CIZRE, Turkey’s Kurdish region,— In Kurdish parlance, “going up to the mountains” has always meant joining the Kurdistan Workers’ party (PKK), the armed group ensconced in the highlands of Iraqi Kurdistan. But in Cizre, a Kurdish town in Turkish Kurdistan on the border with Syria, the phrase may be losing its meaning amid a violent stand-off between Kurdish militants and Turkish security forces.
“We don’t need to join the PKK, because the PKK is the people,” says Ridvan, a young local, as he picks up his automatic rifle and prepares to go on patrol, a woollen balaclava pulled over his face.
Six of his friends, all in their late teens or early 20s and armed with machine guns follow him. One of them is carrying an rocket-propelled grenade. (Their names, and Ridvan’s, have been changed.) Some members of the squad refer to themselves as the Patriotic Revolutionary Youth Movement (YDG-H). Others do not appear attached to the name. “Call us whatever you like,” says one. “There’s no difference between us and the PKK.”
Over the past month and a half, according to figures cited in the Turkish media, clashes in the Kurdish south-east have claimed the lives of at least 60 members of Turkey’s security forces, 88 militants, and 15 civilians. Police have also rounded up over 1,000 suspected PKK sympathisers in operations across Turkey and have declared over 100 areas in the south-east “special security zones”.
The fighting began when the PKK claimed responsibility for the assassination of two Turkish policemen in what it referred to as retaliation for a July 20 suicide attack linked to the Islamic State of Iraq and the Levant (Isis) in a Kurdish town that killed 33 people, most of them Kurdish activists.
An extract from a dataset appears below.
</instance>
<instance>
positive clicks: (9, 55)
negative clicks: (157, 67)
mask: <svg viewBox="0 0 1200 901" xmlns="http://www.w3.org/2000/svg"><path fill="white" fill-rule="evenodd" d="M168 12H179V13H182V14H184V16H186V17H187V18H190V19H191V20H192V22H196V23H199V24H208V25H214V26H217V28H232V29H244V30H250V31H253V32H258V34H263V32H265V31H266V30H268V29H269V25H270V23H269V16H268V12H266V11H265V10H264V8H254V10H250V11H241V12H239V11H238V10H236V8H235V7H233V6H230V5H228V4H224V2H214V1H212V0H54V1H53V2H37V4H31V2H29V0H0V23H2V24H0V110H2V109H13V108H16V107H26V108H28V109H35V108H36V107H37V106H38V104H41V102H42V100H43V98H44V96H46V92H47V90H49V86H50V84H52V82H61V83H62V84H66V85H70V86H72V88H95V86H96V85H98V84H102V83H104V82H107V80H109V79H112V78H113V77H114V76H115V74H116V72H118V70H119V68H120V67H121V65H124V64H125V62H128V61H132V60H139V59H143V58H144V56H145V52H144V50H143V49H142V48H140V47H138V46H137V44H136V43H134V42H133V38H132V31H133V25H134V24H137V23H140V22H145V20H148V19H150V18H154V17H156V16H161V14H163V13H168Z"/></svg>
The PKK has accused the government of complicity and negligence in the attack. The government responded with a military offensive, including air strikes against PKK targets in northern Iraq, killing over 800 insurgents, according to the semi-official Anadolu Agency. President Recep Tayyip Erdogan, once credited with granting Turkey’s 15m Kurds new cultural rights, has since been accused of stoking violence in the south-east to shore up the nationalist vote ahead of snap elections this autumn.
The unrest reached Cizre at the end of July when Abdullah Ozdal, 23, was gunned down during street protests. Just days later another young man, Hasan Nerse, 17, was killed by police. Locals, as well as the pro-Kurdish Peoples’ Democratic party (HDP), allege he was shot at close range after being handcuffed.
Anticipating arrests, militants across Cizre raised barricades, dug ditches, and mined a number of roads to prevent police vehicles from entering their neighbourhoods. A policeman, Salih Huseyin Parca, was killed here two weeks ago in a PKK rocket attack. A civilian died when a roadside bomb planted by the militants exploded under his car.
The town shuts down early. “In the summer, this place used to be buzzing until one or two in the morning,” says Kadir Kunur, the HDP co-mayor. “Now it’s a ghost town at night.”
Armed groups appear to be in control of large parts of the city, as well as a number of other towns in the south-east, patrolling streets, raising new barricades, and staging regular attacks on police targets.
The sight of locals sporting rocket launchers inside the city has raised eyebrows in Cizre, where clashes between the PKK and the Turkish army claimed scores of lives in the 1990s.
“A few years ago, these kids were throwing rocks and Molotov cocktails at police, and some went to jail. Now they have guns,” says Cihan Olmez, a local journalist, who reports seeing well over 100 young gunmen in Cizre this month.
“The PKK is a organisation that learns,” says Nihat Ali Oczan, a former major in the Turkish army and security analyst. “In the 1990s their strategy did not work, but now they have adapted, they have decentralised, giving a bigger role to volunteers and local groups.”
“The difference this time around is both sides, but especially the PKK, have had time to prepare and train,” says Aliza Marcus, a Washington-based Kurdish expert.
The Cizre militants deny taking orders from the PKK leadership in northern Iraq, insisting their decision to take up arms was their own. They also have little patience for ceasefire calls made by their own politicians, including the
HDP, which won 92 per cent of the vote in Cizre during parliamentary elections this June and garnered 13 per cent of the vote nationally.
“Let them appeal for peace, but the only one who can make us lay down our guns is Apo,” says Hewal, another young militant, referring to the PKK’s jailed leader, Abdullah Ocalan, who was central to peace talks but has been denied a chance to meet visiting delegations of HDP lawmakers, his main channel to the outside world, since April.
The war in Syria has added to the mobilisation of young Kurds in Cizre, with scores slipping across the nearby border to join the People’s Protection Units (YPG), a PKK offshoot, to fight Isis militants.
Not so Hewal and his group, who take positions atop a barricade looking out for approaching police vehicles. “We didn’t go to the mountains and we didn’t go to Syria, because we guessed this was coming,” says Ridvan. “Now the war is right here.”